Create an aggregation which represent the number of tweet for each minute
You will have to:
- read a json file which contains 500 tweets
- extract date from each tweet
- Count the number of tweets for each minute
- Write result in a separate file
sample/tweets.json
looks like
[
{
"id_str": "687345183503994880",
"text": "We're #hiring! Read about our latest #job opening here: Key Holder - https://t.co/DJUvBlpK7b #ElPaso, TX #CareerArc",
/*
...
*/
"timestamp_ms": "1452710836660",
/*
...
*/
"created_at": "2016-01-13T18:47:16.660Z"
},
/*
...
*/
Use one of the two fields timestamp_ms
or created_at
to aggregate tweets
Note: tweet with "created_at": "2016-01-13T18:47:16.660Z"

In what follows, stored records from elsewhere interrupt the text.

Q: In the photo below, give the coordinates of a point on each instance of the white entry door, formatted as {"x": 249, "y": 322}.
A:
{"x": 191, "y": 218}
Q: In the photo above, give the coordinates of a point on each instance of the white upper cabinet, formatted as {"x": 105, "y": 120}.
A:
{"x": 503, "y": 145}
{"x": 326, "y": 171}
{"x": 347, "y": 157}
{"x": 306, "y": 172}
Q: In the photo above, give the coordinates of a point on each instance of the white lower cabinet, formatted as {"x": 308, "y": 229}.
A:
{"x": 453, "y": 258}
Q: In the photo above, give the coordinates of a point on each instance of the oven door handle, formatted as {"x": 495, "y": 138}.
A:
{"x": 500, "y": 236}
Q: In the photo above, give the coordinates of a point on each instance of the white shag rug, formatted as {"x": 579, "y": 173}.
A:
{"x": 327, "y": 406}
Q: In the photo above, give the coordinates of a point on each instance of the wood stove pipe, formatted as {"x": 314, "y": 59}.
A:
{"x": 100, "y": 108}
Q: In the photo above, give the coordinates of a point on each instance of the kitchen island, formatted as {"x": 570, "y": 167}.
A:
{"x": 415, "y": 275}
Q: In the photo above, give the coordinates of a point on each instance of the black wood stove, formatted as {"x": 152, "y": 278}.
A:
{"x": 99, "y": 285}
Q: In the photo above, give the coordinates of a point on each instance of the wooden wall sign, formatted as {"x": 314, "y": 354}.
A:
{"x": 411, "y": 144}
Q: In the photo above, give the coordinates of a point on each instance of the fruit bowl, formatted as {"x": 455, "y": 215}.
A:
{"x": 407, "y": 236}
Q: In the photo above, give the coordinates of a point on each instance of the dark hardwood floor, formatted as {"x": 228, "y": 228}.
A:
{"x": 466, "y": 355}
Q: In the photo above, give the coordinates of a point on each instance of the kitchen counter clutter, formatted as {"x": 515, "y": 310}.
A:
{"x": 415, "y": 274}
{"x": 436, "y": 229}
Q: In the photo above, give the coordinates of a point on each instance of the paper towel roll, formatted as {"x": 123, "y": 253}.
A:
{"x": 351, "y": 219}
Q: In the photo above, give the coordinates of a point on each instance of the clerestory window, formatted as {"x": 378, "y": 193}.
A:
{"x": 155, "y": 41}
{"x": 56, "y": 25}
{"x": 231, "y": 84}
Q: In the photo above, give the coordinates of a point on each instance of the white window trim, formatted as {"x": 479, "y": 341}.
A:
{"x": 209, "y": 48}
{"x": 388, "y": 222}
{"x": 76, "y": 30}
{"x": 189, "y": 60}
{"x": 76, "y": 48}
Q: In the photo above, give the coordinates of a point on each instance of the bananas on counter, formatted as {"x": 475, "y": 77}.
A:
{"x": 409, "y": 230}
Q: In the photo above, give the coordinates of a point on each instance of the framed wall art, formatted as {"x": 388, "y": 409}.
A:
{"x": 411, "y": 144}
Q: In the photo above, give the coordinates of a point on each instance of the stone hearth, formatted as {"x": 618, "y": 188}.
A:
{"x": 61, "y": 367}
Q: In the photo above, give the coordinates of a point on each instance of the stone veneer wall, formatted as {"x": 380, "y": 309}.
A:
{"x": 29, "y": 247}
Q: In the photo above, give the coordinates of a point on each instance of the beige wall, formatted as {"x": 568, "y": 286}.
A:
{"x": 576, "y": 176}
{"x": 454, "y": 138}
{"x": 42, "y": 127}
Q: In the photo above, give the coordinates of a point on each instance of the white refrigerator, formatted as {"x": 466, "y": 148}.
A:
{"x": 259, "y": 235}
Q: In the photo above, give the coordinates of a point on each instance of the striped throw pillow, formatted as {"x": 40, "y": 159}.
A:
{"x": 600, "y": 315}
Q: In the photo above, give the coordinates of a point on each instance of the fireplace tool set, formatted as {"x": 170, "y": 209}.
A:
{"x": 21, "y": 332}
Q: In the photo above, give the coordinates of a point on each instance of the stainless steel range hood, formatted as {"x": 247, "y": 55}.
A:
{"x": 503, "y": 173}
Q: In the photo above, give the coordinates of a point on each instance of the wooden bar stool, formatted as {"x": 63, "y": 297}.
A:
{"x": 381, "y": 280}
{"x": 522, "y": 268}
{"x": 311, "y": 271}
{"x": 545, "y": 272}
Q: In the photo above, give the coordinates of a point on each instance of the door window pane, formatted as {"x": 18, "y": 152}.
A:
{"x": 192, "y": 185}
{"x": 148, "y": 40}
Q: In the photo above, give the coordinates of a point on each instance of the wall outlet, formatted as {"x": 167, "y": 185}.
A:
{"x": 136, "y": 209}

Should be aggregate at the previous minute (18:47)
Never to the next minute, even if seconds are closer to the next one
18h 46m 16s => 18h46
18h 46m 59s => 18h46
18h 47m 20s => 18h47
Write your result in result.json
Output file should look like this
[{
"time": 1453199640000
"count": 12
},{
"time": 1453199700000
"count": 12
}
/* ... */
]
time
is the timestamp of the previous minute.count
is the number of tweet for this minute.
Fork the project, code your solution, then create a Pull Request to provide your solution.
Feel free to code with your favorite language.